O episódio do coronavírus e a construção de um hospital com mais de 1000 leitos em apenas 10 dias, trouxeram a China para o centro do palco internacional com ainda maior proeminência. Quais são as competências ou eventuais fraquezas que estão por trás do fenômeno chinês? Teria o mundo ainda motivos para nutrir a mesma inquietude que assombrou Napoleão há mais de 200 anos?
De fato, a China está mudando o planeta e isso pode ser melhor espelhado historicamente numa frase atribuída a Napoleão: “Deixem a China adormecida, porque quando ela acordar, vai sacudir o mundo”.
Uma mistura de estoicismo religioso, forjado especialmente nas crenças budistas, taoístas e confucionistas, enormes contingentes de mão de obra barata migrando do campo para a cidade e um governo centralizado ditando as regras e abrindo o sistema comunista para experimentos capitalistas, descomprimiram de modo muito rápido séculos de isolamento e baixo crescimento econômico, explodindo em taxas de aumento do PIB nunca antes vistos.
Esse verdadeiro “big bang” econômico sem precedentes apresenta hoje ao mundo todas as ameaças e oportunidades possíveis. A revolução industrial tardia, ocorrida na China, turbinada pela indústria 4.0, confere um ritmo alucinante às transformações em andamento.

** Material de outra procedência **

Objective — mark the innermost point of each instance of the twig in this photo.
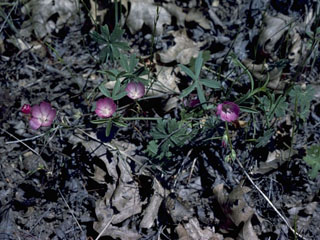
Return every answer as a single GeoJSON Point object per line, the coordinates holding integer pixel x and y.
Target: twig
{"type": "Point", "coordinates": [269, 201]}
{"type": "Point", "coordinates": [26, 145]}
{"type": "Point", "coordinates": [191, 171]}
{"type": "Point", "coordinates": [105, 228]}
{"type": "Point", "coordinates": [71, 211]}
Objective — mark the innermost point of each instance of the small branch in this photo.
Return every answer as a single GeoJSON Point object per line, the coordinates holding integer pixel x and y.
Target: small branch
{"type": "Point", "coordinates": [269, 201]}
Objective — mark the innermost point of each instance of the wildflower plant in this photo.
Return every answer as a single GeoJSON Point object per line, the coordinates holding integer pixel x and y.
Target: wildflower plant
{"type": "Point", "coordinates": [228, 111]}
{"type": "Point", "coordinates": [135, 90]}
{"type": "Point", "coordinates": [26, 109]}
{"type": "Point", "coordinates": [198, 83]}
{"type": "Point", "coordinates": [105, 107]}
{"type": "Point", "coordinates": [111, 42]}
{"type": "Point", "coordinates": [42, 115]}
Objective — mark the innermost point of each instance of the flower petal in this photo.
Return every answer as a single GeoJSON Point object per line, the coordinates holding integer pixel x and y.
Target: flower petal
{"type": "Point", "coordinates": [52, 114]}
{"type": "Point", "coordinates": [35, 123]}
{"type": "Point", "coordinates": [36, 111]}
{"type": "Point", "coordinates": [26, 109]}
{"type": "Point", "coordinates": [105, 107]}
{"type": "Point", "coordinates": [45, 108]}
{"type": "Point", "coordinates": [135, 90]}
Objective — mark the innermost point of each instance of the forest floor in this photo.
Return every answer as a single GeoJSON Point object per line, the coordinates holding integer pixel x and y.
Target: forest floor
{"type": "Point", "coordinates": [165, 165]}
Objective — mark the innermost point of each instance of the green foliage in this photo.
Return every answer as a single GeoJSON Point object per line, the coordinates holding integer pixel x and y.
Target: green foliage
{"type": "Point", "coordinates": [313, 160]}
{"type": "Point", "coordinates": [167, 135]}
{"type": "Point", "coordinates": [302, 98]}
{"type": "Point", "coordinates": [198, 83]}
{"type": "Point", "coordinates": [129, 73]}
{"type": "Point", "coordinates": [111, 41]}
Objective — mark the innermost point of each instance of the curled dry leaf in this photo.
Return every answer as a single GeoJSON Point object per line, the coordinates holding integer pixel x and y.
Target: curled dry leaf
{"type": "Point", "coordinates": [122, 194]}
{"type": "Point", "coordinates": [274, 160]}
{"type": "Point", "coordinates": [41, 12]}
{"type": "Point", "coordinates": [262, 73]}
{"type": "Point", "coordinates": [183, 50]}
{"type": "Point", "coordinates": [146, 12]}
{"type": "Point", "coordinates": [192, 230]}
{"type": "Point", "coordinates": [247, 232]}
{"type": "Point", "coordinates": [151, 212]}
{"type": "Point", "coordinates": [178, 210]}
{"type": "Point", "coordinates": [274, 28]}
{"type": "Point", "coordinates": [196, 15]}
{"type": "Point", "coordinates": [234, 205]}
{"type": "Point", "coordinates": [104, 214]}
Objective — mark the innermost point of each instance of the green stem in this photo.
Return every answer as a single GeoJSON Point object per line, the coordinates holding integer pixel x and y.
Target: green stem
{"type": "Point", "coordinates": [141, 118]}
{"type": "Point", "coordinates": [229, 139]}
{"type": "Point", "coordinates": [293, 125]}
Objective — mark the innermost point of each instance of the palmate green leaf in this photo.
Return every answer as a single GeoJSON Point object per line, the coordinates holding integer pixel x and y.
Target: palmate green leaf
{"type": "Point", "coordinates": [114, 53]}
{"type": "Point", "coordinates": [120, 95]}
{"type": "Point", "coordinates": [281, 107]}
{"type": "Point", "coordinates": [210, 83]}
{"type": "Point", "coordinates": [104, 54]}
{"type": "Point", "coordinates": [201, 96]}
{"type": "Point", "coordinates": [304, 98]}
{"type": "Point", "coordinates": [188, 90]}
{"type": "Point", "coordinates": [133, 63]}
{"type": "Point", "coordinates": [116, 33]}
{"type": "Point", "coordinates": [105, 33]}
{"type": "Point", "coordinates": [198, 65]}
{"type": "Point", "coordinates": [171, 134]}
{"type": "Point", "coordinates": [187, 71]}
{"type": "Point", "coordinates": [152, 148]}
{"type": "Point", "coordinates": [313, 160]}
{"type": "Point", "coordinates": [124, 62]}
{"type": "Point", "coordinates": [108, 127]}
{"type": "Point", "coordinates": [116, 88]}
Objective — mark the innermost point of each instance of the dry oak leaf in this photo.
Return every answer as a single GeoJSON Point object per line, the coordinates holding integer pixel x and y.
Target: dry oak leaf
{"type": "Point", "coordinates": [40, 12]}
{"type": "Point", "coordinates": [146, 12]}
{"type": "Point", "coordinates": [183, 50]}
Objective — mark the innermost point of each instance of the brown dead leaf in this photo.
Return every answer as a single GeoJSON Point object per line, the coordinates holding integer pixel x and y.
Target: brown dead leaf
{"type": "Point", "coordinates": [247, 232]}
{"type": "Point", "coordinates": [40, 12]}
{"type": "Point", "coordinates": [145, 12]}
{"type": "Point", "coordinates": [274, 160]}
{"type": "Point", "coordinates": [151, 212]}
{"type": "Point", "coordinates": [197, 16]}
{"type": "Point", "coordinates": [195, 232]}
{"type": "Point", "coordinates": [104, 215]}
{"type": "Point", "coordinates": [177, 209]}
{"type": "Point", "coordinates": [234, 204]}
{"type": "Point", "coordinates": [274, 28]}
{"type": "Point", "coordinates": [183, 50]}
{"type": "Point", "coordinates": [262, 73]}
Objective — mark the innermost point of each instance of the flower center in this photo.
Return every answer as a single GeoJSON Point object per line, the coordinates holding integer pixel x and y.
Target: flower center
{"type": "Point", "coordinates": [106, 111]}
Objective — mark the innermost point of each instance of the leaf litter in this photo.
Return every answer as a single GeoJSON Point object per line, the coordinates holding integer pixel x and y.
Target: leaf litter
{"type": "Point", "coordinates": [111, 189]}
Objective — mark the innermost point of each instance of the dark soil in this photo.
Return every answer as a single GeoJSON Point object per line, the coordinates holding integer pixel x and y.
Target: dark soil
{"type": "Point", "coordinates": [60, 184]}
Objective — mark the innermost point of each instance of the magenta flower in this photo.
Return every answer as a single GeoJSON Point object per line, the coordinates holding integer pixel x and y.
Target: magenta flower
{"type": "Point", "coordinates": [105, 107]}
{"type": "Point", "coordinates": [26, 109]}
{"type": "Point", "coordinates": [228, 111]}
{"type": "Point", "coordinates": [42, 115]}
{"type": "Point", "coordinates": [135, 90]}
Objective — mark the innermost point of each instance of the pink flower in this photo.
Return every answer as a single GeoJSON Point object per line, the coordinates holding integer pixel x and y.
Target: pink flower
{"type": "Point", "coordinates": [26, 109]}
{"type": "Point", "coordinates": [135, 90]}
{"type": "Point", "coordinates": [228, 111]}
{"type": "Point", "coordinates": [42, 115]}
{"type": "Point", "coordinates": [105, 107]}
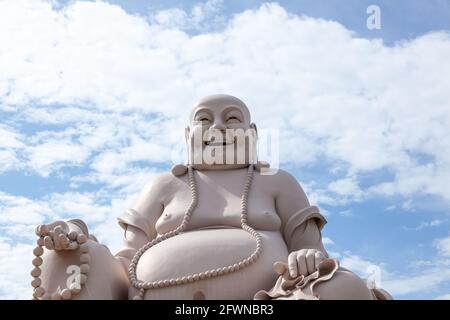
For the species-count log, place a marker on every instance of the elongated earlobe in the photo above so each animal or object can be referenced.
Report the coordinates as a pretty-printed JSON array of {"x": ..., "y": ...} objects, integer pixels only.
[
  {"x": 253, "y": 126},
  {"x": 186, "y": 132}
]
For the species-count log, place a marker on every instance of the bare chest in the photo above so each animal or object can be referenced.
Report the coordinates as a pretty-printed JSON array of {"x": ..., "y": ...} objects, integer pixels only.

Os avanços exponenciais em curso alteram a dinâmica da cadeia global de suprimentos, impõem maior relevo geopolítico ao Governo chinês, além de criar um ator com poder suficiente para confrontar a hegemonia econômica americana.
A construção de um hospital com mais de 1000 leitos em apenas 10 dias é a prova mais eloquente dessa capacidade excepcional de execução do dragão asiático. Esse fato singular no ramo da construção civil não é algo isolado. Na verdade, diversas outras áreas como tecnologia avançada em robótica, produção industrial em larga escala, além da produção de energia limpa e investimentos maciços em educação, projetam um cenário no qual a China será um protagonista de primeira grandeza por um bom tempo.
Olhando para o Brasil, a crise do coronavírus não é certamente a ameaça maior que nos preocupa. O que faz hoje o Brasil perder o sono é a nossa grave dependência dos chineses na composição e equilíbrio de nossa balança comercial. Na soja, para ficar em apenas um exemplo, a China representa mais de 80% de nossas exportações. Seria bastante prudente começarmos a desconcentrar nossa pauta de exportações, mesmo sabendo não ser essa uma tarefa simples.
Para além da balança comercial, é vital ao Brasil acompanhar com muita atenção onde a China está apostando suas fichas: alta tecnologia, energia limpa e agricultura de precisão e engendrar todos os esforços políticos para não perder essa janela de oportunidade. Mais do que aumentar as trocas comerciais, a China oferece hoje um amplo campo de oportunidades para avanços em áreas nas quais ficamos para trás na corrida pelo desenvolvimento. Os chineses avançaram muito na indústria do conhecimento e esse intercâmbio fará todo o sentido para um país como o nosso, no qual a ciência precisa ser tratada como prioridade de governo.
A despeito de eventuais crises que comporão a paisagem futura, nossa sintonia com a China será decisiva para que o Brasil alcance novos patamares de desenvolvimento e não percamos a oportunidade histórica que a ascensão do país asiático representa.